Günlerdir yazacağım, elim dilim varmıyor. Havsalam almıyor yani. Bir insan nasıl ve neden bir çocuğa karşı bu kadar cani olabilir, diye. Epeydir düşünüyorum: Seçme hakkın olmadığı biyolojik ailenle bir çocuk olduğun için beraber yaşamaktan başka bir çaren yok. Aldığın her nefesi hemen hemen onlarla alıyor veriyorsun. Hayata dair ne yapıyorsan onlarla yapmaya mecbursun.
Gel gelelim bir insan topluluğuyla değil canavar kabilesi ile yaşadığının farkında değilsin. Zaten çocuksun… neyi ne kadar anlayabilirsin ki? En yakınındaki insanlar tarafından başına geleceklerden habersiz yaşıyorsun. Bir gün çuvalların içinden kemiklerinin sayılması için çıkarılacağını elbette bilmiyorsun zaten söyleseler de o masum aklın ve kalbinle nasıl anlayabilirsin…
Çocukların –istisnalar olabilir- kötülüğü anlama kapasitesi yetişkinler gibi değildir. Hayata karşı ciddiyetleri yetişkinler gibi değil çünkü. Saflıkları sebebiyle bu ciddiyetsizlikleri daha farklı bir boyuta gelebilir üstelik. Babasının bıçağı altına gönüllüce yatan İsmail çocuk değil de yetişkin olsaydı o hikâye bambaşka olabilirdi diye düşünürüm hep.
Hasılı Narin büyüseydi o insanlarla büyüyecekti. Sevgiden, insanlıktan bla bla… zerre kadar nasibini almamış bu canavar topluluğu ile. Böyle bir kitlenin mahiyet açısından aile olarak kabul edildiği bir sistemin en başta sorgulanmaya ve tamamen ortadan kaldırılmaya ve yeni bir formatta inşa edilmeye elzem mi elzem bir şekilde ihtiyacı vardır!

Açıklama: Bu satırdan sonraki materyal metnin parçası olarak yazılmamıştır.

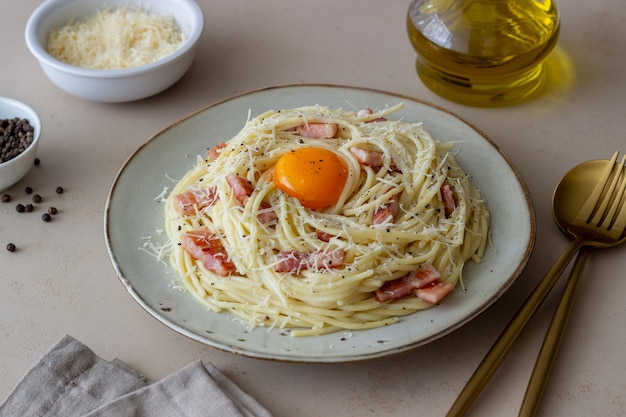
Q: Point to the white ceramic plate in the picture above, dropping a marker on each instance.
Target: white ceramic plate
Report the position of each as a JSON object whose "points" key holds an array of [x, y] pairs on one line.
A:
{"points": [[132, 214]]}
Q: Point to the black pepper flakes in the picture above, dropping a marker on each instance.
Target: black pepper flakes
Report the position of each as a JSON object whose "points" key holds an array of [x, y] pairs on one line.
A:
{"points": [[16, 135]]}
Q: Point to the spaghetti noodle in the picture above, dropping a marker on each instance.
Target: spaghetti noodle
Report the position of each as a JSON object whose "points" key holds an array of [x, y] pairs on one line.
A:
{"points": [[393, 241]]}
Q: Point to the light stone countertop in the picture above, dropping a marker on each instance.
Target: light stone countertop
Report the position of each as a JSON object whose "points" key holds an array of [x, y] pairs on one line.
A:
{"points": [[61, 280]]}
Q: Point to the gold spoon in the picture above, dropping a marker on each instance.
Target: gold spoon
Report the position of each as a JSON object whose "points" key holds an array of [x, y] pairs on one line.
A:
{"points": [[563, 216], [586, 209]]}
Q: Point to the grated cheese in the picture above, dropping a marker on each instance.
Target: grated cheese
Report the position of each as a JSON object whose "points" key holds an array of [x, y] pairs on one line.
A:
{"points": [[115, 38]]}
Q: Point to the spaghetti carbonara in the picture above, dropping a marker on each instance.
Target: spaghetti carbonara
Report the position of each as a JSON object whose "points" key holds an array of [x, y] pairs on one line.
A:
{"points": [[317, 219]]}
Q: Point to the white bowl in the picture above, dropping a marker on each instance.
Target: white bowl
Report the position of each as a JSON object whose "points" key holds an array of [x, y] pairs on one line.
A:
{"points": [[14, 169], [114, 86]]}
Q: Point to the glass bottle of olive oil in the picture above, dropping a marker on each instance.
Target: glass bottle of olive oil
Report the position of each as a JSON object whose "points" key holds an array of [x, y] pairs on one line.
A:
{"points": [[482, 52]]}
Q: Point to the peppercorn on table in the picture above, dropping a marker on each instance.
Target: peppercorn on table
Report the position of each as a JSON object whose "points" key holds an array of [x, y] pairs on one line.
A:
{"points": [[56, 277]]}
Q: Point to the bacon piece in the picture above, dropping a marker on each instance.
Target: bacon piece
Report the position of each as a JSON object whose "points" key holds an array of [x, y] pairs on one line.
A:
{"points": [[387, 212], [295, 261], [424, 277], [214, 152], [242, 188], [188, 202], [447, 196], [372, 159], [266, 213], [318, 130], [207, 248], [327, 259], [434, 293]]}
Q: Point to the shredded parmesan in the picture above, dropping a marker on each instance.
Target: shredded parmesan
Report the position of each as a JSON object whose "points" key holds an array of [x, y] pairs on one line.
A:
{"points": [[115, 38]]}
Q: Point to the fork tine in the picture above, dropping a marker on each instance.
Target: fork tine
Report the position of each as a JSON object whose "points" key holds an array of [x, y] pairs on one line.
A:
{"points": [[586, 212], [618, 209], [609, 202]]}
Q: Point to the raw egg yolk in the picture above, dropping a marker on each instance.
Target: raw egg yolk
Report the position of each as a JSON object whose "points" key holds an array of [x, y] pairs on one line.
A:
{"points": [[314, 176]]}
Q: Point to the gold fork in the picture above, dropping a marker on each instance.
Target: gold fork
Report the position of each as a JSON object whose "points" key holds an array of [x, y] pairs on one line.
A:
{"points": [[616, 214], [599, 223]]}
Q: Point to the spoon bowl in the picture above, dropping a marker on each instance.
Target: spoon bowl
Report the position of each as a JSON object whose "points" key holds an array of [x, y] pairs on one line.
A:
{"points": [[570, 196], [589, 205]]}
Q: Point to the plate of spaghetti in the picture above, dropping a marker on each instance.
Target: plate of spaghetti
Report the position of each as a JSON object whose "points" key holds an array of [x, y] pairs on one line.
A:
{"points": [[318, 223]]}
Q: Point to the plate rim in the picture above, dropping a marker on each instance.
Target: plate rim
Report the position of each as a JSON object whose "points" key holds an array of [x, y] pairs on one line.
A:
{"points": [[319, 359]]}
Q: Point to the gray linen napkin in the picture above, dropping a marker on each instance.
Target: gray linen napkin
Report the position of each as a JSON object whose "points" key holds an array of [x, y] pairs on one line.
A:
{"points": [[70, 380]]}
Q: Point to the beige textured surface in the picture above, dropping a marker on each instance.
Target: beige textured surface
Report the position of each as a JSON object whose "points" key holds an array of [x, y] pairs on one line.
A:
{"points": [[61, 280]]}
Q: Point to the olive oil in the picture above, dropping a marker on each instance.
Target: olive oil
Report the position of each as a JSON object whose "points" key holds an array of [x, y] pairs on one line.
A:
{"points": [[482, 52]]}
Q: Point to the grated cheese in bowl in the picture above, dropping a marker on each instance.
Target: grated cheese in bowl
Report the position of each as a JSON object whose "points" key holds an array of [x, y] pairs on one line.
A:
{"points": [[115, 38]]}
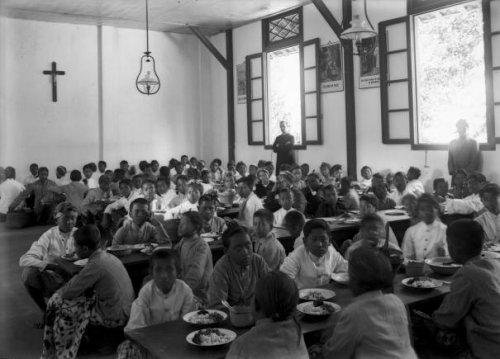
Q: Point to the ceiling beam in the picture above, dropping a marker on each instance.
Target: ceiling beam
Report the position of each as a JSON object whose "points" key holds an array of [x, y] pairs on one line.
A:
{"points": [[328, 16], [206, 41]]}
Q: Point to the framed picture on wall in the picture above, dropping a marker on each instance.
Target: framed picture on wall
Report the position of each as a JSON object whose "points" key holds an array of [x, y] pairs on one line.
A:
{"points": [[369, 68], [242, 86], [330, 68]]}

Evet, ne yapılabilir; Narin için öncelikle. Ona borcumuz büyük ve özünde ödenebilir bir tarafı yok. Minicik bedeni ve hassas ruhu çarmıha gerilmiş bir İsa’dan çok daha fazla acıya duçar oldu. Ama hem toplum ve en başta yöneticiler olarak bize çok iş düşüyor.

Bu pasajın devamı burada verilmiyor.